Letter coll=A:book=12:letter=11 Letter LXVIII: ad Atticum 12.11
Tusculum, second intercalary month after Nov., 46 B.C.
(old Calendar); about Nov.24 (Julian calendar).
male de Seio: male and factum were formulae used of a friend recently deceased. Cf. Att. 15.1A.1 O factum male de Alexione; Att. 12.10 male mehercule de Athamante. Cf. also Catul. 3.16 O factum male, 0 miselle passer; Ter. Phorm. 751 malefactum. Of a joyous event factum bene was used; cf. Ter. And. 975. M. Seius, a Roman knight, was a common friend of Cicero and Atticus. On him, cf. Cic. de Off. 2.58; Plin. N. H. 15.1.
Caesonius: cf. Ep. I.1n.
Postumiam Sulpici (sc. uxorem): the omission of words of relationship, uxor, filius, filia (and servus), is very rare in Latin prose, and Cicero allows it perhaps only in his earlier speeches and in the Letters. Cf., for the Letters, Att. 12.20.2 Serviliae Claudi (sc. uxoris) pater; Att. 12.21.4 Oviae (sc. uxoris) C. Lolli. In Latin poetry the omission is common. Cf. Verg. Aen. 3.319 Hectoris (uxor) Andromache; Ovid, Met. 12.622 Oileos (filius) Aiax. See also Tac. Ann. 4.11; Plin. Ep. 2.20.2, etc.

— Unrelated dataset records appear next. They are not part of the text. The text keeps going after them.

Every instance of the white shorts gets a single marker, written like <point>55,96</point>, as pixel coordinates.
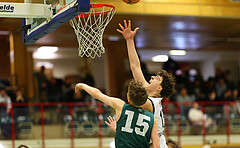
<point>162,142</point>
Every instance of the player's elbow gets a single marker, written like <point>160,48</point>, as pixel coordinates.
<point>96,93</point>
<point>134,67</point>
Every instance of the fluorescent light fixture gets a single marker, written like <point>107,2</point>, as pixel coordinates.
<point>177,52</point>
<point>45,64</point>
<point>46,52</point>
<point>160,58</point>
<point>4,32</point>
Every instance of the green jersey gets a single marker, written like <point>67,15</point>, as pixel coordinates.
<point>134,128</point>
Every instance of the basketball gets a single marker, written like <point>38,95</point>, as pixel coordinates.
<point>131,2</point>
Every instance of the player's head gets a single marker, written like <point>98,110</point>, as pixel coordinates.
<point>164,84</point>
<point>137,94</point>
<point>173,144</point>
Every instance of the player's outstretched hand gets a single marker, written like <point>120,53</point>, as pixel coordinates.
<point>126,30</point>
<point>78,87</point>
<point>111,123</point>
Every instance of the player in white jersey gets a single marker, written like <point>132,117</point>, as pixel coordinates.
<point>160,86</point>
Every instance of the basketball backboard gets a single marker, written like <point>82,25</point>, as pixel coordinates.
<point>62,11</point>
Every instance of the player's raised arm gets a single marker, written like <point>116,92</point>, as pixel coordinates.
<point>154,135</point>
<point>115,103</point>
<point>128,34</point>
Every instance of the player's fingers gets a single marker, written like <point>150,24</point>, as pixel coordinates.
<point>129,23</point>
<point>110,118</point>
<point>125,23</point>
<point>76,89</point>
<point>107,123</point>
<point>119,31</point>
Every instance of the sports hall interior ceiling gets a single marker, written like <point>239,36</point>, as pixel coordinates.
<point>156,32</point>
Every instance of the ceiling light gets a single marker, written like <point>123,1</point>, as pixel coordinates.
<point>46,52</point>
<point>1,146</point>
<point>177,52</point>
<point>45,64</point>
<point>160,58</point>
<point>47,49</point>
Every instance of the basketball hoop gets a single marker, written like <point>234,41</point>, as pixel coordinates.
<point>89,28</point>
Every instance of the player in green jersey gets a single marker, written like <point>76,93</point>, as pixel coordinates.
<point>135,126</point>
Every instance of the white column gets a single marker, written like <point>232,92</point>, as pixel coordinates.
<point>208,69</point>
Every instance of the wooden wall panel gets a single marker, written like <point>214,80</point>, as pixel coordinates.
<point>4,57</point>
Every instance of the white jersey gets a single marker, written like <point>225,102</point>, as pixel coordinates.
<point>158,113</point>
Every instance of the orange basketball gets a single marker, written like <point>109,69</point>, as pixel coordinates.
<point>131,2</point>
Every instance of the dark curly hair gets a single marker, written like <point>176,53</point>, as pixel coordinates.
<point>137,93</point>
<point>173,144</point>
<point>168,84</point>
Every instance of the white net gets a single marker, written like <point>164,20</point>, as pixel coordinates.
<point>89,28</point>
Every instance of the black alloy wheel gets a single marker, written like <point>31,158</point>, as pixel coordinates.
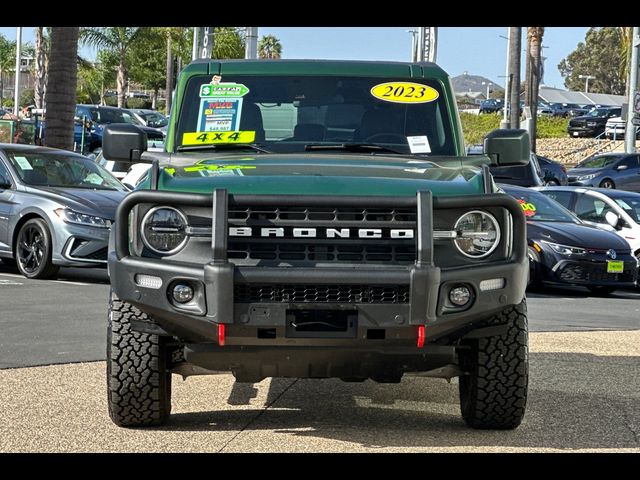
<point>33,250</point>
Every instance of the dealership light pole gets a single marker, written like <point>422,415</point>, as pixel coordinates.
<point>16,92</point>
<point>586,84</point>
<point>630,140</point>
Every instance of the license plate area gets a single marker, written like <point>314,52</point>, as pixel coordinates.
<point>312,323</point>
<point>614,266</point>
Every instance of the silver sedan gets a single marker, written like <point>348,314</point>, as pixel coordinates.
<point>56,209</point>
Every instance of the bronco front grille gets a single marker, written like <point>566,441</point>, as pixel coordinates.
<point>319,249</point>
<point>300,293</point>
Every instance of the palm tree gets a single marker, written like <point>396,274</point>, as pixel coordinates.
<point>61,87</point>
<point>40,72</point>
<point>533,70</point>
<point>117,40</point>
<point>269,47</point>
<point>7,60</point>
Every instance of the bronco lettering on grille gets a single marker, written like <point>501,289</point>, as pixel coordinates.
<point>295,232</point>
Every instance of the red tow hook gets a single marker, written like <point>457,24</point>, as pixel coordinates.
<point>421,335</point>
<point>221,334</point>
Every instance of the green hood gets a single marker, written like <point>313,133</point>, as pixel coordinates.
<point>318,174</point>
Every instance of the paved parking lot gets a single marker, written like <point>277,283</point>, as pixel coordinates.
<point>584,393</point>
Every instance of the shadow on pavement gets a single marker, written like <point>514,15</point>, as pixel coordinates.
<point>576,401</point>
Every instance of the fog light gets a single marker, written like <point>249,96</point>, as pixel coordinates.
<point>148,281</point>
<point>460,295</point>
<point>492,284</point>
<point>182,293</point>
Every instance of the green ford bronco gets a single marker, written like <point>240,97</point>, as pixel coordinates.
<point>317,219</point>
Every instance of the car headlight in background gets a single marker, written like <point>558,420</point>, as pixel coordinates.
<point>71,216</point>
<point>164,230</point>
<point>565,249</point>
<point>477,234</point>
<point>591,176</point>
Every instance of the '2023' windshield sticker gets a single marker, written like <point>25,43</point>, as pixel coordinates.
<point>211,138</point>
<point>404,92</point>
<point>529,209</point>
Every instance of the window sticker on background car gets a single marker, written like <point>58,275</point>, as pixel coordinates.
<point>220,105</point>
<point>419,144</point>
<point>528,208</point>
<point>24,163</point>
<point>404,92</point>
<point>211,138</point>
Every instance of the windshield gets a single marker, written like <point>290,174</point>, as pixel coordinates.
<point>599,161</point>
<point>598,112</point>
<point>114,115</point>
<point>538,208</point>
<point>61,170</point>
<point>287,113</point>
<point>631,205</point>
<point>154,119</point>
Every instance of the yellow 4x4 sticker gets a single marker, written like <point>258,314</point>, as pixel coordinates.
<point>404,92</point>
<point>529,209</point>
<point>211,138</point>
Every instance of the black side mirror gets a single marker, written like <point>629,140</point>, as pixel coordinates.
<point>4,182</point>
<point>507,147</point>
<point>123,142</point>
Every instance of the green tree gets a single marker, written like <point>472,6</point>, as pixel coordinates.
<point>117,40</point>
<point>149,70</point>
<point>61,87</point>
<point>600,56</point>
<point>269,47</point>
<point>228,42</point>
<point>7,61</point>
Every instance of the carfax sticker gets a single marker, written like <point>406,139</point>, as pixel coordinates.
<point>404,92</point>
<point>211,138</point>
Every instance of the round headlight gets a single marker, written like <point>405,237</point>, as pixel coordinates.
<point>164,230</point>
<point>478,234</point>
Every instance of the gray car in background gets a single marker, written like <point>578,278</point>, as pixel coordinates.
<point>56,209</point>
<point>608,170</point>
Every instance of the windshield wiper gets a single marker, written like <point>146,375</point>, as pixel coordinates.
<point>224,146</point>
<point>351,147</point>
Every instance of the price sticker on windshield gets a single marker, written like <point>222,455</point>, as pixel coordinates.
<point>212,138</point>
<point>404,92</point>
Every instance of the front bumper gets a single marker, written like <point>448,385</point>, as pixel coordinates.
<point>262,324</point>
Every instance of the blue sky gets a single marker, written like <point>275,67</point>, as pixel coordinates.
<point>476,50</point>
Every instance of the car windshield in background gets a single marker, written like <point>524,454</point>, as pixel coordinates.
<point>631,205</point>
<point>598,162</point>
<point>59,170</point>
<point>539,208</point>
<point>154,119</point>
<point>292,113</point>
<point>113,115</point>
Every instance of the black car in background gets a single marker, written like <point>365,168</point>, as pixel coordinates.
<point>553,173</point>
<point>564,250</point>
<point>491,105</point>
<point>593,123</point>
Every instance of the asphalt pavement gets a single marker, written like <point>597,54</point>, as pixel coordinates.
<point>584,387</point>
<point>49,322</point>
<point>584,396</point>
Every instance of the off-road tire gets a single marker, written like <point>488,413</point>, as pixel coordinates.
<point>493,389</point>
<point>138,383</point>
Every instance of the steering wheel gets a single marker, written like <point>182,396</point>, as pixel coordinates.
<point>385,138</point>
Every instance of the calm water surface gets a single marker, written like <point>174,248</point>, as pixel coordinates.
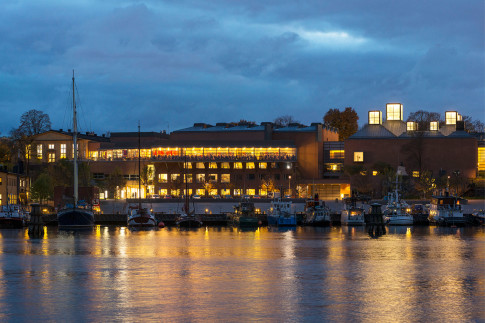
<point>224,274</point>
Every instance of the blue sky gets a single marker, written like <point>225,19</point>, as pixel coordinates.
<point>170,64</point>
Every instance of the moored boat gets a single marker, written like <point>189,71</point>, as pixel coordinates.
<point>12,216</point>
<point>75,215</point>
<point>446,210</point>
<point>245,214</point>
<point>398,212</point>
<point>281,214</point>
<point>352,214</point>
<point>317,213</point>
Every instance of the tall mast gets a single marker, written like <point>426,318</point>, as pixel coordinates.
<point>139,168</point>
<point>186,206</point>
<point>74,140</point>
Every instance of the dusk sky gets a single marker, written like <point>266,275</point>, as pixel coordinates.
<point>170,64</point>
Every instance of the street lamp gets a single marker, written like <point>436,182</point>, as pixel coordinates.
<point>289,184</point>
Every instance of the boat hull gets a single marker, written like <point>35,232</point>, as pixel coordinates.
<point>400,220</point>
<point>189,222</point>
<point>142,221</point>
<point>247,221</point>
<point>75,218</point>
<point>11,223</point>
<point>282,221</point>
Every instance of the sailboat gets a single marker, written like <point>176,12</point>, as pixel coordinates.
<point>75,215</point>
<point>187,218</point>
<point>138,216</point>
<point>398,211</point>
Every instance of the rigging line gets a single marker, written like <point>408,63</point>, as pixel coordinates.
<point>83,113</point>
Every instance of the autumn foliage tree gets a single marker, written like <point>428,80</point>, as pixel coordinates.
<point>345,121</point>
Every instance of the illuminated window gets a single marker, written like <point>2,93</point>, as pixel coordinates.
<point>63,150</point>
<point>200,178</point>
<point>450,117</point>
<point>189,178</point>
<point>116,154</point>
<point>375,117</point>
<point>188,165</point>
<point>337,154</point>
<point>39,151</point>
<point>225,165</point>
<point>162,178</point>
<point>358,156</point>
<point>411,126</point>
<point>394,111</point>
<point>225,178</point>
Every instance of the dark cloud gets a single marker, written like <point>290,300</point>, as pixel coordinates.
<point>173,63</point>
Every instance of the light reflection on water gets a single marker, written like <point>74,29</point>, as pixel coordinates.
<point>228,274</point>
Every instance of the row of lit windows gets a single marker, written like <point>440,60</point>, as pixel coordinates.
<point>202,192</point>
<point>192,152</point>
<point>202,178</point>
<point>51,155</point>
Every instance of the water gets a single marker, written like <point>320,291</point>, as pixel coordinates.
<point>228,275</point>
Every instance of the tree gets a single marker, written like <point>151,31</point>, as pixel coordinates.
<point>42,188</point>
<point>423,118</point>
<point>32,122</point>
<point>425,183</point>
<point>283,121</point>
<point>345,121</point>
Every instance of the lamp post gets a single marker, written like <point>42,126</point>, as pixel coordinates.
<point>289,184</point>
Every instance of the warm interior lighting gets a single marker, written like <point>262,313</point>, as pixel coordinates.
<point>411,126</point>
<point>450,117</point>
<point>358,156</point>
<point>394,111</point>
<point>337,154</point>
<point>375,117</point>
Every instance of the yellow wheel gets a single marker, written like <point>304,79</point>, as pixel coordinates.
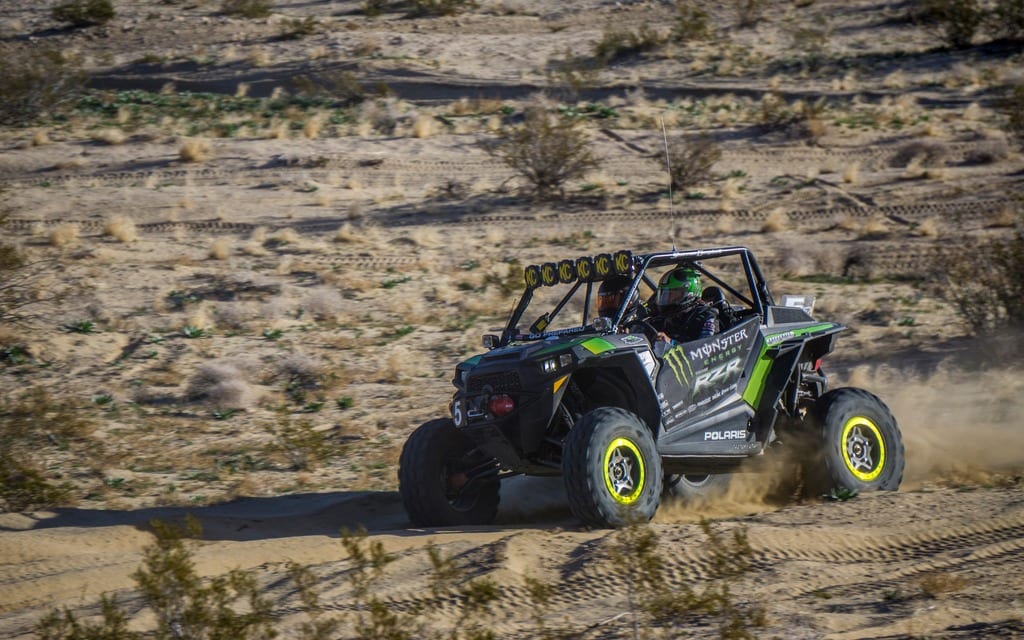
<point>611,469</point>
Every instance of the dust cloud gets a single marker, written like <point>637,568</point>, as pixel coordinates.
<point>958,426</point>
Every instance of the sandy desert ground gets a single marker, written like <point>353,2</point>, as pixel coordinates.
<point>248,266</point>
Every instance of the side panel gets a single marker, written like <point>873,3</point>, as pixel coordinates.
<point>699,389</point>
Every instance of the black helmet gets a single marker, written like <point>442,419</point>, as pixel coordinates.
<point>611,293</point>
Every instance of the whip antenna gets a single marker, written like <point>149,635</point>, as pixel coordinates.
<point>668,166</point>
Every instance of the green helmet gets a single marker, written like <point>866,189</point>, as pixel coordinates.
<point>678,288</point>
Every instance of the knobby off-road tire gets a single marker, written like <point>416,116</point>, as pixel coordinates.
<point>696,488</point>
<point>611,469</point>
<point>861,444</point>
<point>432,478</point>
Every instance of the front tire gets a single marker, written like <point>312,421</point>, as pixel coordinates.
<point>611,469</point>
<point>861,444</point>
<point>443,481</point>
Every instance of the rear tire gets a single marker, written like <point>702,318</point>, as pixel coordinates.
<point>433,483</point>
<point>611,469</point>
<point>861,444</point>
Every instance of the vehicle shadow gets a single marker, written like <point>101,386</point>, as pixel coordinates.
<point>528,503</point>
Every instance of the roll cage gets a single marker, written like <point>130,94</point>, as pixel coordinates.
<point>585,271</point>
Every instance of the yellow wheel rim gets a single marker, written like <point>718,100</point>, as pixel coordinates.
<point>863,449</point>
<point>624,471</point>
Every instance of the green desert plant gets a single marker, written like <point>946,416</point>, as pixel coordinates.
<point>1012,108</point>
<point>546,152</point>
<point>955,22</point>
<point>35,82</point>
<point>749,12</point>
<point>616,44</point>
<point>1008,19</point>
<point>691,24</point>
<point>61,625</point>
<point>652,600</point>
<point>691,160</point>
<point>84,12</point>
<point>247,8</point>
<point>187,607</point>
<point>30,423</point>
<point>984,283</point>
<point>373,619</point>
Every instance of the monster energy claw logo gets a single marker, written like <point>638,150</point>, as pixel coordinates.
<point>680,366</point>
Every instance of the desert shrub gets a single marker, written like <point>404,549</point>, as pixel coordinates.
<point>1008,18</point>
<point>84,12</point>
<point>247,8</point>
<point>339,85</point>
<point>1012,108</point>
<point>649,592</point>
<point>749,12</point>
<point>30,423</point>
<point>440,7</point>
<point>220,384</point>
<point>36,82</point>
<point>921,153</point>
<point>955,22</point>
<point>295,29</point>
<point>61,625</point>
<point>812,39</point>
<point>546,152</point>
<point>25,290</point>
<point>691,23</point>
<point>691,161</point>
<point>568,76</point>
<point>984,283</point>
<point>187,607</point>
<point>615,44</point>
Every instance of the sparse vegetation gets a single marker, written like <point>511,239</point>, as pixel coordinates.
<point>692,23</point>
<point>1012,108</point>
<point>31,422</point>
<point>247,8</point>
<point>84,12</point>
<point>36,82</point>
<point>546,152</point>
<point>691,161</point>
<point>984,282</point>
<point>955,22</point>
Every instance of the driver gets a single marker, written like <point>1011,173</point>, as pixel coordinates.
<point>682,315</point>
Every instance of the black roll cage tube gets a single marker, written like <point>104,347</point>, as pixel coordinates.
<point>762,297</point>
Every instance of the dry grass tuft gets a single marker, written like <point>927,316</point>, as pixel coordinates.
<point>121,228</point>
<point>323,303</point>
<point>852,173</point>
<point>776,221</point>
<point>220,249</point>
<point>196,150</point>
<point>424,126</point>
<point>110,136</point>
<point>929,228</point>
<point>222,385</point>
<point>64,235</point>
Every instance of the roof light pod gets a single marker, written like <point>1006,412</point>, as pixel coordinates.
<point>585,268</point>
<point>549,273</point>
<point>566,271</point>
<point>532,276</point>
<point>624,262</point>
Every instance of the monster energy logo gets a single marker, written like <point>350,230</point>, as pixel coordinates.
<point>679,365</point>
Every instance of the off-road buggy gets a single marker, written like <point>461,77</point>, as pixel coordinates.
<point>594,399</point>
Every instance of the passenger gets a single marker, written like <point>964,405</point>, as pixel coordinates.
<point>682,315</point>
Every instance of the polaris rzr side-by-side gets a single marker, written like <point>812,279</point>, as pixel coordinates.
<point>624,418</point>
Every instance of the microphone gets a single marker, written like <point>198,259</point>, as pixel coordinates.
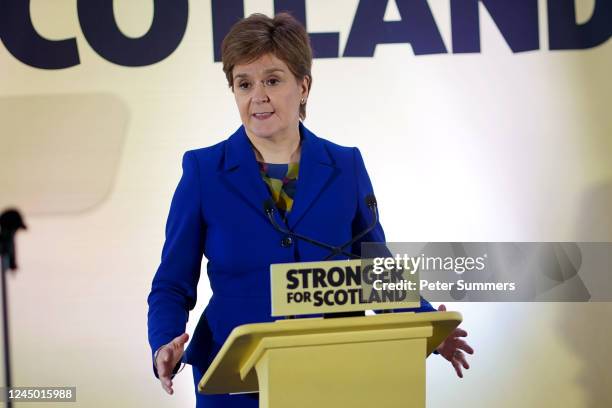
<point>370,200</point>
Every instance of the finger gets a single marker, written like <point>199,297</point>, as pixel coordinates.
<point>163,355</point>
<point>181,340</point>
<point>465,347</point>
<point>463,361</point>
<point>459,333</point>
<point>167,387</point>
<point>457,368</point>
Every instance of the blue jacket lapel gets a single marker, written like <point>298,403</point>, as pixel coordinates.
<point>316,171</point>
<point>242,172</point>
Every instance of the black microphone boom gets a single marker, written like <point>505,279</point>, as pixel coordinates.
<point>370,200</point>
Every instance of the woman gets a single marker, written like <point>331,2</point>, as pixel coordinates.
<point>218,206</point>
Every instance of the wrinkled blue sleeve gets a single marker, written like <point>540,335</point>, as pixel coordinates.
<point>173,290</point>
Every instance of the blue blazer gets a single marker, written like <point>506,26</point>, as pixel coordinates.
<point>218,211</point>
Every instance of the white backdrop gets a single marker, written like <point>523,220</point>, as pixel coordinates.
<point>490,146</point>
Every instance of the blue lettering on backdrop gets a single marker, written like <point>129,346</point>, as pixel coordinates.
<point>517,21</point>
<point>226,12</point>
<point>164,36</point>
<point>565,34</point>
<point>417,27</point>
<point>24,43</point>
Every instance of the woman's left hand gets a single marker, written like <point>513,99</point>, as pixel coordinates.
<point>454,348</point>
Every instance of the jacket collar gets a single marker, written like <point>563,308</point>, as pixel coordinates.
<point>241,170</point>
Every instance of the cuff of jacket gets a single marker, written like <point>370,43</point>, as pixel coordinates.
<point>177,369</point>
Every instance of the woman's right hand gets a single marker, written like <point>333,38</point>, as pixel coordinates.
<point>167,358</point>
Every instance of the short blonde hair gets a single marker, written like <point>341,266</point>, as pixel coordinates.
<point>257,35</point>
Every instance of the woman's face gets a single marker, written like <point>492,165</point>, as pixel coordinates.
<point>268,97</point>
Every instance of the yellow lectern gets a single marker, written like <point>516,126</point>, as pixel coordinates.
<point>369,361</point>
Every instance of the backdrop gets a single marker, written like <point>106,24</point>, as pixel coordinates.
<point>478,120</point>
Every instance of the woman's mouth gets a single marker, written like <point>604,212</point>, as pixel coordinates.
<point>262,115</point>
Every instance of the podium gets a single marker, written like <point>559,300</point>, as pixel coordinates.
<point>367,361</point>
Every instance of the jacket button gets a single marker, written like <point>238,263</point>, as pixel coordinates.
<point>286,242</point>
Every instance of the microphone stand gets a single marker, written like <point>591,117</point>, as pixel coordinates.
<point>370,200</point>
<point>10,222</point>
<point>270,209</point>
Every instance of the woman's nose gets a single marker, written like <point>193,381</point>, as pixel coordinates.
<point>259,94</point>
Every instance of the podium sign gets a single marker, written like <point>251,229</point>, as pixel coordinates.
<point>336,286</point>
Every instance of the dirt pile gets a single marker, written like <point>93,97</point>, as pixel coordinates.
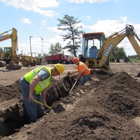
<point>106,108</point>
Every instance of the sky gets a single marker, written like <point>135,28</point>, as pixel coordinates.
<point>36,20</point>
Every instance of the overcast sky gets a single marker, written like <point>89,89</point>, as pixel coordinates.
<point>39,19</point>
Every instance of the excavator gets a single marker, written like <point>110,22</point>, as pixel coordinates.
<point>8,57</point>
<point>96,48</point>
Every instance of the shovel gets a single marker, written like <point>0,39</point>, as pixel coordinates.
<point>73,86</point>
<point>41,104</point>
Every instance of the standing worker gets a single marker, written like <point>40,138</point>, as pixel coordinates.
<point>83,71</point>
<point>34,85</point>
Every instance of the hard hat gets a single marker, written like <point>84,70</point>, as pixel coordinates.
<point>75,59</point>
<point>59,68</point>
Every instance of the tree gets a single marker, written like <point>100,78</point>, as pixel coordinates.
<point>70,24</point>
<point>55,49</point>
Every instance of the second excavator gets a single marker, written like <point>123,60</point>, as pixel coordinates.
<point>98,57</point>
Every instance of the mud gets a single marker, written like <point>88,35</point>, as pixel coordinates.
<point>105,108</point>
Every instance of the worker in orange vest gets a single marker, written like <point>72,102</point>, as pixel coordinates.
<point>83,71</point>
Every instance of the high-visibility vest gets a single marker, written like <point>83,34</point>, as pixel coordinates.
<point>41,85</point>
<point>83,68</point>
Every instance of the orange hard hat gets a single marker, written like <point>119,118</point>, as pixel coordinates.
<point>75,59</point>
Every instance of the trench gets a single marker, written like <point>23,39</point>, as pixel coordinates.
<point>14,116</point>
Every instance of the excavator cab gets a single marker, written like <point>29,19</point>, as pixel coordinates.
<point>91,43</point>
<point>96,48</point>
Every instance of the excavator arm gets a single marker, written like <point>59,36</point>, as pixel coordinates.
<point>9,54</point>
<point>107,47</point>
<point>112,41</point>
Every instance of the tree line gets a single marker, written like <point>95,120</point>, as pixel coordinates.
<point>72,34</point>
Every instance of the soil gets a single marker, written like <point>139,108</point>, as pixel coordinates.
<point>105,108</point>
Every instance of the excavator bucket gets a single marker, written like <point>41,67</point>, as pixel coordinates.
<point>13,66</point>
<point>2,63</point>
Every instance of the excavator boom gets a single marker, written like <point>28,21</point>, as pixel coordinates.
<point>100,59</point>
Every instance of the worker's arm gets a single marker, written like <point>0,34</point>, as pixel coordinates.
<point>79,75</point>
<point>44,96</point>
<point>33,83</point>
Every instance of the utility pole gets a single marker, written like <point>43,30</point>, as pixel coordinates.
<point>30,44</point>
<point>42,45</point>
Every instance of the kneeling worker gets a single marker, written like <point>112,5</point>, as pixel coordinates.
<point>34,85</point>
<point>83,71</point>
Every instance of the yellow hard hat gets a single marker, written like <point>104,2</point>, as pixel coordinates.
<point>59,68</point>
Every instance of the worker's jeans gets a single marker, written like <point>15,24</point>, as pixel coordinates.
<point>33,109</point>
<point>84,79</point>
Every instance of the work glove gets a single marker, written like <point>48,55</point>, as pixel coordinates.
<point>68,73</point>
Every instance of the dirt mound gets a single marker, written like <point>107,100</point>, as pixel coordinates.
<point>105,108</point>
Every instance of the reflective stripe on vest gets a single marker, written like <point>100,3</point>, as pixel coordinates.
<point>85,70</point>
<point>41,85</point>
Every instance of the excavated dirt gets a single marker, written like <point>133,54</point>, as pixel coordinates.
<point>105,108</point>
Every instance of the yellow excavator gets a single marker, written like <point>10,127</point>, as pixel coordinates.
<point>96,48</point>
<point>8,56</point>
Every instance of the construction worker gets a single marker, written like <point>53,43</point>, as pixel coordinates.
<point>34,86</point>
<point>83,71</point>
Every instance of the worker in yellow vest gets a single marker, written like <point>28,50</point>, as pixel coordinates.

domum ad se venisse: Cicero's divorce from Terentia must have occurred some months before this letter was written (cf. Intr. 52), and Postumia was interested in Cicero's second marriage.
Pompei Magni filia: overtures were evidently being made for a marriage between Cicero and Pompey's daughter. Who the other lady was (alteram illam) we do not know.
obsignata epistula: signare, consignare, and obsignare are technical terms for affixing the seal to a letter.
commotiunculis: Attica was suffering from a febricula; cf. Ep. LXIX. 2.